Rachid n’a jamais vu ça, six tilapias au bateau. Il est tout content ! Le leurre du jour était un peu usé, le même en neuf n’a rien fait. Ce leurre aura mis au sec huit poissons dans la journée. C’est loin d’être nul !

Rachid assure!

Avant de parler du repas du soir (tajine de poulet et tilapia au four) je dois parler ici de la performance de Rachid sur le bateau. Ce type est un vrai échosondeur, il connaît le lac comme sa poche. Il rame en silence, et semble anticiper nos gestes. Un seul regard si on a un doute, et il nous indique la direction où lancer. Et un leurre croché au fond est récupéré avec maestria et avec un bout de filet lesté d’un caillou… Il me semble bien qu’on en a perdu aucun en deux jours !

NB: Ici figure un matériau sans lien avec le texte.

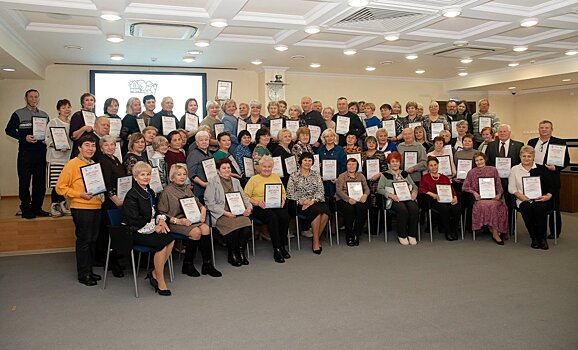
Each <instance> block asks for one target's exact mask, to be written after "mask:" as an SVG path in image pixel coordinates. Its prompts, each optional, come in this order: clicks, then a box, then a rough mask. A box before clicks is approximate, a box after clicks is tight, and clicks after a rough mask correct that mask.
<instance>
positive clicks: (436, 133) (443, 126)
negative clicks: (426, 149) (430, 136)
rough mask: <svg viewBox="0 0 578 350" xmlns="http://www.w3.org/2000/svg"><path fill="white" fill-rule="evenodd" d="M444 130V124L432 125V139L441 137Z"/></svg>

Donc, repas du soir, délicieux. En ce qui me concerne, le tilapia n’est pas, et de loin, mon poisson préféré. Mais là, il est absolument divin. Et la Charmoula (marinade locale un peu épicée) qui l’accompagne est géniale. Le tajine est somptueux, et on rote amplement avant d’aller se coucher. On décide de se lever encore plus tôt le lendemain, pour bien en profiter. 05:30 au réveil, 06:30 sur le lac. Et on mangera un sandwich, pour rester sur l’eau le plus possible.

Dans la nuit, nous aurons des rêves de pêche miraculeuse et de poissons énormes.

Deuxième jour! En mode guerriers!

Les réveils sonnent bien à 05:30, mais Rachid n’arrive qu’à 06:30… En fait, il s’est bien levé à l’heure, mais le temps de faire cuire le pain (oui, oui, nous avons eu du pain cuit du jour tous les matins!), il était en retard. Ce n’est pas grave, de toute façon on doit manger : on est affamés.

Retour sur le lac, on en veut encore plus!

Une fois le petit déjeuner englouti, direction le lac, bien décidés à toucher un gros bass. Rachid nous emmène sur un spot où il nous dit « Si il n’y a pas un gros là aujourd’hui, ça sera dur d’en faire un ailleurs ».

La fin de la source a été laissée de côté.